If you are interested in riding motorcycles, you must have an endorsement on your driver’s license. In Indiana, you must pass a test to receive a motorcycle endorsement. This endorsement requires both a written test and a skills test.

You can learn more about the requirements for acquiring a motorcycle endorsement at https://www.in.gov/rsi/motorcycle-endorsement.

“We can also do our part to ensure motorcyclists are safe on the roadways this spring and summer,” said Sheriff Miller. “First and foremost, share the road with and be on the lookout for motorcycles.”

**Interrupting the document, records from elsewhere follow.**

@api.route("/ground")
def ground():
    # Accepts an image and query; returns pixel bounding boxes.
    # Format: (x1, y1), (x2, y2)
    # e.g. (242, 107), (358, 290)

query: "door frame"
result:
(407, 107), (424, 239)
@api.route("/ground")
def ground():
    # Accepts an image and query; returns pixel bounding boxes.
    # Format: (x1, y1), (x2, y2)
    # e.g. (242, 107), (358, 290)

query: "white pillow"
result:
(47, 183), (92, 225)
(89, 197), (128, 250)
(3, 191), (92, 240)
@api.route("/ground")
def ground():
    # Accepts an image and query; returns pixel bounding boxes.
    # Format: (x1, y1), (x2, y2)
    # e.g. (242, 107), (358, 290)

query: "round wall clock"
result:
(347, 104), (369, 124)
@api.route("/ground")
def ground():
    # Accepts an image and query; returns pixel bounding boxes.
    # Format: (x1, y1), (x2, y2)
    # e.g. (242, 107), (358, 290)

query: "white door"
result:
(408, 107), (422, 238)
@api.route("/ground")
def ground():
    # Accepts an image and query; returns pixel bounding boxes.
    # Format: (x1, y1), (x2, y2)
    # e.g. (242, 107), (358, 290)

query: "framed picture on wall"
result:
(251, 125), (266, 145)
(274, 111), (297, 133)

  • Give them the room needed to be safe and be careful to not crowd them or follow too closely. It is often easy to misjudge the distance a motorcycle is away from you or how fast they are going, so leave extra room.
  • When driving a vehicle, double-check the distance you are from a motorcycle
  • Put your cell phone away. As a reminder, it is against the law in Indiana to have a cell phone in your hand while driving. Also, pay attention to your surroundings as a driver.
  • Remember to look carefully each way before pulling out onto a roadway. It can be difficult to see oncoming motorcycles.
  • Never trust a turn signal on a motorcycle. Many motorcycles do not have self-canceling turn signals. Riders might forget to turn them off after changing lanes or making a turn.
  • As a car driver, it is important to see the actual rider as it a might be your neighbor, family member, or friend. Being aware of them on the roadways will help keep them safe.:

“The Washington County Sheriff’s Department wants everyone to go home safely at night,” added Sheriff Miller. “By increasing awareness and using caution on the road, we can help. Be smart when driving. Limit your distractions and always remember to share the road.”